Modify the Existing Hortonworks Data Platform Hadoop Cluster

If you want to co-locate the SAS High-Performance Analytics environment with a pre-existing Hortonworks Data Platform (HDP) cluster, you can modify your cluster with files from the SAS Plug-ins for Hadoop package. HDP modified with SAS Plug-ins for Hadoop enables the SAS High-Performance Analytics environment to write SASHDAT file blocks evenly across the HDFS file system.
  1. Log on to Ambari as an administrator, and stop all HDP services.
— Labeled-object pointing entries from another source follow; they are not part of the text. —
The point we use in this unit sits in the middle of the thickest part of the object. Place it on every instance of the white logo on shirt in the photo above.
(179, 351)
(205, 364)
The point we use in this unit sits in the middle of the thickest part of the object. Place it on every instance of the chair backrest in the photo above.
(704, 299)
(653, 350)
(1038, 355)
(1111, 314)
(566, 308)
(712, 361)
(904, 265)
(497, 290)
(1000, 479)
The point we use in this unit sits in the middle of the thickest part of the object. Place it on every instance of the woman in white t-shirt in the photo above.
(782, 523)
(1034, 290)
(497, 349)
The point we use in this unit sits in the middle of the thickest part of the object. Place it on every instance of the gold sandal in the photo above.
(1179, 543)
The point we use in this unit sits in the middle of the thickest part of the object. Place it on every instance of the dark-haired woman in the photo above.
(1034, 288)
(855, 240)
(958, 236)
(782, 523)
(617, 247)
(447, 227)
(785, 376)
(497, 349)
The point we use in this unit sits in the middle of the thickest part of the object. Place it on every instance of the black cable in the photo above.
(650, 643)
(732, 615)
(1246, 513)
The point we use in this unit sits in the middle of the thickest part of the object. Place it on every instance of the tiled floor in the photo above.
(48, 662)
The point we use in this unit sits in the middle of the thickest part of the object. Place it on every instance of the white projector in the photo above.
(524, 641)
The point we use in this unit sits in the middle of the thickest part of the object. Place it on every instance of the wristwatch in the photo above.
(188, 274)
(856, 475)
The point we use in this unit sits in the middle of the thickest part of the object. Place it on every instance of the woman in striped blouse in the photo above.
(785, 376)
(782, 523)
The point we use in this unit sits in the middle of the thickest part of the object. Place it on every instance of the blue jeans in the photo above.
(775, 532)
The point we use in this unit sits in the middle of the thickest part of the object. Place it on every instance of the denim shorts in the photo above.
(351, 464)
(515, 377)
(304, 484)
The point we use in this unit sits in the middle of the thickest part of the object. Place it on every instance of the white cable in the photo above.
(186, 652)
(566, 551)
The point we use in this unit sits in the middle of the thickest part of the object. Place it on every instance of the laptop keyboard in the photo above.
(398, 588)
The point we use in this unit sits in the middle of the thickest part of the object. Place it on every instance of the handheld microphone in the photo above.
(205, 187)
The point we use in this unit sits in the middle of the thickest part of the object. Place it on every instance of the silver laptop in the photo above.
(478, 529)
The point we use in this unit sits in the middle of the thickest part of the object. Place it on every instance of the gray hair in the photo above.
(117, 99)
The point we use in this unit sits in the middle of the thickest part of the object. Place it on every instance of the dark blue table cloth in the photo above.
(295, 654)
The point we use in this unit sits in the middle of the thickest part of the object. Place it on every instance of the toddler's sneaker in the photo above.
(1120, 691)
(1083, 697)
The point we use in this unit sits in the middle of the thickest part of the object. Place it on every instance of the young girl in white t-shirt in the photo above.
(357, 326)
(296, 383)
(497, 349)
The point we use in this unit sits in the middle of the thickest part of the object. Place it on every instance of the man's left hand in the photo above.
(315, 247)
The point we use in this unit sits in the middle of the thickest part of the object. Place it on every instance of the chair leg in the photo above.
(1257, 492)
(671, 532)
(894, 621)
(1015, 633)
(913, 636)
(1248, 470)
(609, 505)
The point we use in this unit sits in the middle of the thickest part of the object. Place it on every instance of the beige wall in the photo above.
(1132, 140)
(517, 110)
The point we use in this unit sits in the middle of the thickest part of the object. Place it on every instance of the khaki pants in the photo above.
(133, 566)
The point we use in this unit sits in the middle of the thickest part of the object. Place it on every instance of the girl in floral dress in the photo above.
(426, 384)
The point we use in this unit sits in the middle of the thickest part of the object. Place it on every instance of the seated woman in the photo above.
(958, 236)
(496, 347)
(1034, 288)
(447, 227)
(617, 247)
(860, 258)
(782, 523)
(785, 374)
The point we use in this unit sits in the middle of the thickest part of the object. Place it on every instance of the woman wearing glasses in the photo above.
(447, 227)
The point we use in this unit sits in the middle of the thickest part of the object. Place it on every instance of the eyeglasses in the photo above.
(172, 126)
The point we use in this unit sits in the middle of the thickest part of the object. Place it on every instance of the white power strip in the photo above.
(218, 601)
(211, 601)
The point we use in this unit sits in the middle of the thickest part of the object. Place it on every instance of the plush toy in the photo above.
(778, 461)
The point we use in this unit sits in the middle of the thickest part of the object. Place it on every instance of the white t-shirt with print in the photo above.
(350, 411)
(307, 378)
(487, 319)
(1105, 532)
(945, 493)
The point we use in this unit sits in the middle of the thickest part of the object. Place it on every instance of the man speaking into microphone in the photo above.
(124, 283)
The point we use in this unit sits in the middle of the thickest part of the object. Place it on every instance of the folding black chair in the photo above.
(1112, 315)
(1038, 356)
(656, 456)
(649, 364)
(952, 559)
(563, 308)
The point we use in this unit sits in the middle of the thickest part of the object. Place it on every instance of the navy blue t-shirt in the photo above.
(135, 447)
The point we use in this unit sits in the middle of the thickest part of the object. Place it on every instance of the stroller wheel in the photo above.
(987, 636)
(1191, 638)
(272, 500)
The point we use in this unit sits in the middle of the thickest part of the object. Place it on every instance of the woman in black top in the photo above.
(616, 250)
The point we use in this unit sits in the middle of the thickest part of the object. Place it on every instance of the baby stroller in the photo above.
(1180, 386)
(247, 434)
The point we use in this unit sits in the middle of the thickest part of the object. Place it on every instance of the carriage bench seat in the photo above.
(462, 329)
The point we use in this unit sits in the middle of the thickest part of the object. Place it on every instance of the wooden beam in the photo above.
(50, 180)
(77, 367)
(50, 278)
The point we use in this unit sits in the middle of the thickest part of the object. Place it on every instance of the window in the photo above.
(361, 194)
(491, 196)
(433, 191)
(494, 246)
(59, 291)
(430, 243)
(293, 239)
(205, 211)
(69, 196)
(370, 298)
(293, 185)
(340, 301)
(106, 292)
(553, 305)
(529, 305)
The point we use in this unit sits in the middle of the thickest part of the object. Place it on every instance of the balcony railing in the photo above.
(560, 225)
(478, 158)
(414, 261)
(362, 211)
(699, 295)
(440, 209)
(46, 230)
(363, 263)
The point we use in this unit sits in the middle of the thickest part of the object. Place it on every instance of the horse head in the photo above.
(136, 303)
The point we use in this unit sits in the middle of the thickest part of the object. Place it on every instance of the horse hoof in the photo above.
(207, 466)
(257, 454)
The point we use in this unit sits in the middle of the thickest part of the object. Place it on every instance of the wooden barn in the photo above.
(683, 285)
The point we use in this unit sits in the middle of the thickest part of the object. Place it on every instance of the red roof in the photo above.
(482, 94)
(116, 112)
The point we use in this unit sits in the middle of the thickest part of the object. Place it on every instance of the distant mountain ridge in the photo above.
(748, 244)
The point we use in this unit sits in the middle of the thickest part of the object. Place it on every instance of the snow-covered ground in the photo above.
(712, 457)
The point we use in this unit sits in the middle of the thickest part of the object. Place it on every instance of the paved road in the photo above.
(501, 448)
  2. Untar the SAS Plug-ins for Hadoop tarball, and propagate five files (identified in the following steps) on every machine in your Hortonworks Hadoop cluster:
    1. Navigate to the SAS Plug-ins for Hadoop tarball in your SAS Software depot:
      cd depot-installation-location/standalone_installs/
      SAS_Plug-ins_for_Hadoop/1_0/Linux_for_x64/
    2. Copy hdatplugins.tar.gz to a temporary location where you have Write access.
    3. Untar hdatplugins.tar.gz:
      tar xzf hdatplugins.tar.gz
      The hdatplugins directory is created.
    4. Propagate the following three JAR files in hdatplugins into the HDP library path on every machine in the HDP cluster:
      • sas.lasr.jar
      • sas.lasr.hadoop.jar
      • sas.grid.provider.yarn.jar
      Tip
      If you have already installed the SAS High-Performance Computing Management Console or the SAS High-Performance Analytics environment, you can issue a single simcp command to propagate JAR files across all machines in the cluster. For example:
           /opt/TKGrid/bin/simcp /tmp/hdatplugins/sas.lasr.jar 
           /usr/hdp/2.2.0.0-2041/hadoop/lib
           /opt/TKGrid/bin/simcp /tmp/hdatplugins/sas.lasr.hadoop.jar 
           /usr/hdp/2.2.0.0-2041/hadoop/lib
           /opt/TKGrid/bin/simcp /tmp/hdatplugins/sas.grid.provider.yarn.jar
           /usr/hdp/2.2.0.0-2041/hadoop/lib
      For more information, see Simultaneous Utilities Commands.
    5. Propagate saslasrfd in hdatplugins into the HDP bin directory on every machine in the HDP cluster. For example:
      /opt/TKGrid/bin/simcp saslasrfd /usr/hdp/2.2.0.0-2041/hadoop/bin/
  3. Propagate SAS_VERSION in hdatplugins to the $HADOOP_HOME directory on each machine in the HDP cluster.
  4. In the Ambari interface, create a custom hdfs-site.xml and add the following properties:
    dfs.namenode.plugins
    com.sas.lasr.hadoop.NameNodeService
    dfs.datanode.plugins
    com.sas.lasr.hadoop.DataNodeService
    com.sas.lasr.service.allow.put
    true
    com.sas.lasr.hadoop.service.namenode.port
    15452
    com.sas.lasr.hadoop.service.datanode.port
    15453
    dfs.namenode.fs-limits.min-block-size
    0
  5. Save the properties and restart all HDP services.
  6. If you are deploying SAS Visual Analytics, see Hadoop Configuration Step for SAS Visual Analytics.
Last updated: June 19, 2017